March 28, 2017 21:43 IST

India’s efforts to get an arrest warrant issued by the Interpol against Lalit Modi in a money laundering probe in T-20 cricket tournament faced a setback with the agency stated to have accepted the former Indian Premier League chief’s plea against the move.

The global police body, officials said on Tuesday, has apparently ruled in favour of Modi who had challenged the request of the Enforcement Directorate for issuance of a ‘Red Corner Notice’ against him in connection with its probe into the financial aspects of the cash-rich cricket tournament.

The ED had first made the request in 2015 to the Interpol. A ‘Red Corner Notice’ is an arrest warrant circulated by Interpol on behalf of the government of a particular country.

Modi also tweeted from his official handle a certificate endorsing such a stand by the Interpol which stated that he is not “subject to an Interpol Red Notice or diffusion and is not known in Interpol’s database.”

The former cricket administrator, who is said to be in the UK, has maintained that he has not done any wrong in any of the IPL deals.

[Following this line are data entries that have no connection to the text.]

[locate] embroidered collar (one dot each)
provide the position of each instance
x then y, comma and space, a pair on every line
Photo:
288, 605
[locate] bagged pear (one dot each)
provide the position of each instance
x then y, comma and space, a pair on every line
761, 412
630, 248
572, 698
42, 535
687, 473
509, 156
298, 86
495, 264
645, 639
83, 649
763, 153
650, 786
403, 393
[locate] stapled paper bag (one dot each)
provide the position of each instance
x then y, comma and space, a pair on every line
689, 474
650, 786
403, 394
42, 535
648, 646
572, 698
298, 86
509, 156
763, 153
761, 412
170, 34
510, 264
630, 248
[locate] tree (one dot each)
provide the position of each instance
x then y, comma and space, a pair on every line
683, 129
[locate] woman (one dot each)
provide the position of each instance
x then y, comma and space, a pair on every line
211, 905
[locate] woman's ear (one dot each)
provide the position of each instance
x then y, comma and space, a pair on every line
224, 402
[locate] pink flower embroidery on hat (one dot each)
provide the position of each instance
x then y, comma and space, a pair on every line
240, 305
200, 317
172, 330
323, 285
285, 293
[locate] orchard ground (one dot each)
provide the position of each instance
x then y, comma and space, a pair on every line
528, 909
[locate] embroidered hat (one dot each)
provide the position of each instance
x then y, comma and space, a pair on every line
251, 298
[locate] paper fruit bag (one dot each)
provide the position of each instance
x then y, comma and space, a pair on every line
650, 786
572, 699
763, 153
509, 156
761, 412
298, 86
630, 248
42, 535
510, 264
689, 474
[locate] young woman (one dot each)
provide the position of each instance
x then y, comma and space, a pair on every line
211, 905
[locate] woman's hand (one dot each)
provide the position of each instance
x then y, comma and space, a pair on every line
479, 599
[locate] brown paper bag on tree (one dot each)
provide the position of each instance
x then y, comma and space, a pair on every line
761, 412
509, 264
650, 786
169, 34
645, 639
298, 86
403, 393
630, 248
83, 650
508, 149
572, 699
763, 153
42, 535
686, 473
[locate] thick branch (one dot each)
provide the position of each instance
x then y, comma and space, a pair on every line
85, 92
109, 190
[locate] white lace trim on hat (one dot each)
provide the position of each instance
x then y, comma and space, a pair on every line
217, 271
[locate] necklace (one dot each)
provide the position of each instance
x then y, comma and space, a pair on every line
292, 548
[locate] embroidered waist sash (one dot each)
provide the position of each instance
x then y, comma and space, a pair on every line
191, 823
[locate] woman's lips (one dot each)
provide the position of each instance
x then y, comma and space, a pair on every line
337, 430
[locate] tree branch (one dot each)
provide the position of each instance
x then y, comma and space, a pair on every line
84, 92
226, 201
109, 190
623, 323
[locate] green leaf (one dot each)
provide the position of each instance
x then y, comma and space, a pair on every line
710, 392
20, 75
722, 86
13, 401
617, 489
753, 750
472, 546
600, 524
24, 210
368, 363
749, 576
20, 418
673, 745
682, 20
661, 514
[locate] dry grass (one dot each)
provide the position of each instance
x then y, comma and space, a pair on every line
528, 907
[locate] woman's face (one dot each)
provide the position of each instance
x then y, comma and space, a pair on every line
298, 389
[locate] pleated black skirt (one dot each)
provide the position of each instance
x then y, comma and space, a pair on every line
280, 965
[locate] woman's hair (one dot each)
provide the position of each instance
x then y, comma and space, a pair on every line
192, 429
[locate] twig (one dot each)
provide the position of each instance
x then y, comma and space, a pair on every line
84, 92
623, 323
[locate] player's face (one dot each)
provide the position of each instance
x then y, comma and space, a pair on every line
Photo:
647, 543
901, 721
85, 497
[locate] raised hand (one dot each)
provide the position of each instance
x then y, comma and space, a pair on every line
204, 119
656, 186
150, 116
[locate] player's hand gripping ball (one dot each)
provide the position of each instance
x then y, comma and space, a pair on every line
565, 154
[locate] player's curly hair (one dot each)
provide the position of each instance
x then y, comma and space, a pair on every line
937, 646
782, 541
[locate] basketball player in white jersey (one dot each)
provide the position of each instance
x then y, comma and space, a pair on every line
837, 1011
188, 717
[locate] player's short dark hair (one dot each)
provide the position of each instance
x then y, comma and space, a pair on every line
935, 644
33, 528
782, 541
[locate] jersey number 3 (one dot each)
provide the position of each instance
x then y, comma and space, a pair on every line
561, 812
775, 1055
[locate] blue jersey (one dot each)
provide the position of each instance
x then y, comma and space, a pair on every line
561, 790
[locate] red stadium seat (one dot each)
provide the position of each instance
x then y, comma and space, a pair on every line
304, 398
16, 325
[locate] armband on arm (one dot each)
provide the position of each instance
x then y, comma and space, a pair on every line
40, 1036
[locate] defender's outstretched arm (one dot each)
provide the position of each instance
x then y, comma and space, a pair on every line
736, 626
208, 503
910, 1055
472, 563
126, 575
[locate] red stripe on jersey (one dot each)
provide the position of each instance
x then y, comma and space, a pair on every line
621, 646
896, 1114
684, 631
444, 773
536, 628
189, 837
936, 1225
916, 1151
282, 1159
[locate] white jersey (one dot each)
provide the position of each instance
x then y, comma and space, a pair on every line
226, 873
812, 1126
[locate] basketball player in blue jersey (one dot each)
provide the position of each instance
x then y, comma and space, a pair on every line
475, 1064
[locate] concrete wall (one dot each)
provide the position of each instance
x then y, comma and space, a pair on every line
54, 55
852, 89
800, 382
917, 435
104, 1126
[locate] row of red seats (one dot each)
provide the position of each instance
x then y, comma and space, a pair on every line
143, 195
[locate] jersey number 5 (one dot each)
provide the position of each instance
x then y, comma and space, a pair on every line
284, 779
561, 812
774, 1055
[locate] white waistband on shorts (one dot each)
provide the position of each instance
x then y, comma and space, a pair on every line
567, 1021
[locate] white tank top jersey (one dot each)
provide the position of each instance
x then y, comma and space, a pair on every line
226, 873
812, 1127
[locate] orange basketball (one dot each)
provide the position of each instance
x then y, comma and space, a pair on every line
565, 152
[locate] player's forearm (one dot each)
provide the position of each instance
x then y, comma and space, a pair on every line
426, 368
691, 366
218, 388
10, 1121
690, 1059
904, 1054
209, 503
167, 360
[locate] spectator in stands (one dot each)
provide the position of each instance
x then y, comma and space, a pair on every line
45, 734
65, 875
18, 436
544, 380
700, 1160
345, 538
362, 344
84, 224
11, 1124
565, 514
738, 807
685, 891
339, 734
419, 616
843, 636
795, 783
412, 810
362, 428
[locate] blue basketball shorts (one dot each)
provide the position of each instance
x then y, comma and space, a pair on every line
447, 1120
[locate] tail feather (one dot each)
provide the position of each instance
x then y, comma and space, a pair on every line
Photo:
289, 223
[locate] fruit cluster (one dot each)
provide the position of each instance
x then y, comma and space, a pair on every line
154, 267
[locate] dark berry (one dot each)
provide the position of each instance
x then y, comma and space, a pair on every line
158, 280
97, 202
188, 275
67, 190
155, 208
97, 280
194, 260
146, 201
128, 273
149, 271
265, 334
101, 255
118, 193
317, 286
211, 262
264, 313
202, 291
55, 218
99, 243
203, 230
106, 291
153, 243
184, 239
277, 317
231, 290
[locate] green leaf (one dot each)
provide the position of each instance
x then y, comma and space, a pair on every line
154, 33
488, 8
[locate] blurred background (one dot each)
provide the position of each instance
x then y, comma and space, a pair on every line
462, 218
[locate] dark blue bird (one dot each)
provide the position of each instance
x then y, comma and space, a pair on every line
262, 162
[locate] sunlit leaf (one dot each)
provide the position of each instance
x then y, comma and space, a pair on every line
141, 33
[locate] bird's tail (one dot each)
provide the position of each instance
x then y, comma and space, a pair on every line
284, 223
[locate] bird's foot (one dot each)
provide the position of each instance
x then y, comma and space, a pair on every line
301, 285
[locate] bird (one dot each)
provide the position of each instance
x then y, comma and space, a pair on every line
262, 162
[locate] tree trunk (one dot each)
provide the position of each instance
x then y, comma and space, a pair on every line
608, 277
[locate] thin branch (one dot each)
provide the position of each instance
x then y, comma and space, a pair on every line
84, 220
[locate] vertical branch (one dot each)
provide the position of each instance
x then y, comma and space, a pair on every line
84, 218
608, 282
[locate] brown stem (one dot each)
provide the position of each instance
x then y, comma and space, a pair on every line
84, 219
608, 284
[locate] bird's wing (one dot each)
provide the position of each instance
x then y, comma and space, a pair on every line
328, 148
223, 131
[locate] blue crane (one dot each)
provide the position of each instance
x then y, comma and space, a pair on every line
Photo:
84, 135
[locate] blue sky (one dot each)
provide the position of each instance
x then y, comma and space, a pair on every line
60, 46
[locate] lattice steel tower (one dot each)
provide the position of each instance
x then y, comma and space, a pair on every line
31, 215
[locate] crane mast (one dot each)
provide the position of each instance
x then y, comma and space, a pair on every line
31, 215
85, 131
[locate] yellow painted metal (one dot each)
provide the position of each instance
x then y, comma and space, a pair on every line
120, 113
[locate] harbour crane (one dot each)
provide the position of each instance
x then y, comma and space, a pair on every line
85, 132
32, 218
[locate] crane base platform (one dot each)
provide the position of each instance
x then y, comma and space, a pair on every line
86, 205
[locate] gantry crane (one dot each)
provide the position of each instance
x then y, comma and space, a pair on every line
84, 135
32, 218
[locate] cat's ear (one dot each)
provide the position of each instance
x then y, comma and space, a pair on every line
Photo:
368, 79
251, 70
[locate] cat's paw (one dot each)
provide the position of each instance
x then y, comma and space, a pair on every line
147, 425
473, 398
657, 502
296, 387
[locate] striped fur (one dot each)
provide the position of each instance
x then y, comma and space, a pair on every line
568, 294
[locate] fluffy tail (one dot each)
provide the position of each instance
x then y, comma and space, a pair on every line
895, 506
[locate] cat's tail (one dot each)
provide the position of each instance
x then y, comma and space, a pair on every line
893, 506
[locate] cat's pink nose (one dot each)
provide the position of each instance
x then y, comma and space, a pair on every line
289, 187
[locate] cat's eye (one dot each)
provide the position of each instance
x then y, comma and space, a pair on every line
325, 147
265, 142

Meanwhile, official sources said the ED will go through the order issued by the Commission for the Control of Files of the Interpol in this regard and take up the matter with the government and the CBI which is the nodal body for Interpol affairs in India.

It is understood that the ED will ask the ministry of external affairs and the Central Bureau of India to take up with Interpol past cases where India and other countries have got the RCN issued against their wanted people or criminal by just providing required legal documents.

Sources in the agency described the development as “fishy” and added that while it will be taken up before authorities, the ED will pursue other legal avenues like getting an extradition request executed against Modi.

The ED had registered a money laundering case against Modi and others based on a Chennai police complaint in 2012 on charges of alleged cheating of  Board of Control for Cricket in India-IPL in granting overseas telecast rights of the T-20 cricket tournament in 2009.

The Interpol has been delaying the ED’s request for a global warrant against him since it was first requested in 2015 and its latest order has reportedly relied on the fact
that there is “insufficient judicial data” against him.

Officials said the ED had submitted records of the FIR, statements of other accused and other details to the Interpol multiple times in order to underline the importance of getting an RCN against Modi but to no avail.

They said the agency was surprised to find that non-availability of a charge sheet in the case has been cited as a reason for not notifying the RCN against Modi, a ground that rarely has a precedent in Interpol operations when it comes to issuing RCNs.

An RCN is notified “to seek the location of a wanted person and his/her detention, arrest or restriction of movement for the purpose of extradition, surrender or similar lawful action.”

The ED had also written to the Chennai police a number of times to get the investigation in their FIR expedited but officials confirmed there has been no headway.

The Chennai police FIR was filed in 2010 acting on a complaint by former Board of Control for Cricket in India chief N Srinivasan against Modi and half-a-dozen others.

The ED subsequently invoked the Prevention of Money Laundering Act along with sections 420 (cheating) and 120-B (criminal conspiracy) of the Indian Penal Code to probe if BCCI-IPL and the exchequer had been cheated in the award of telecast rights for the T-20 tournament in 2009.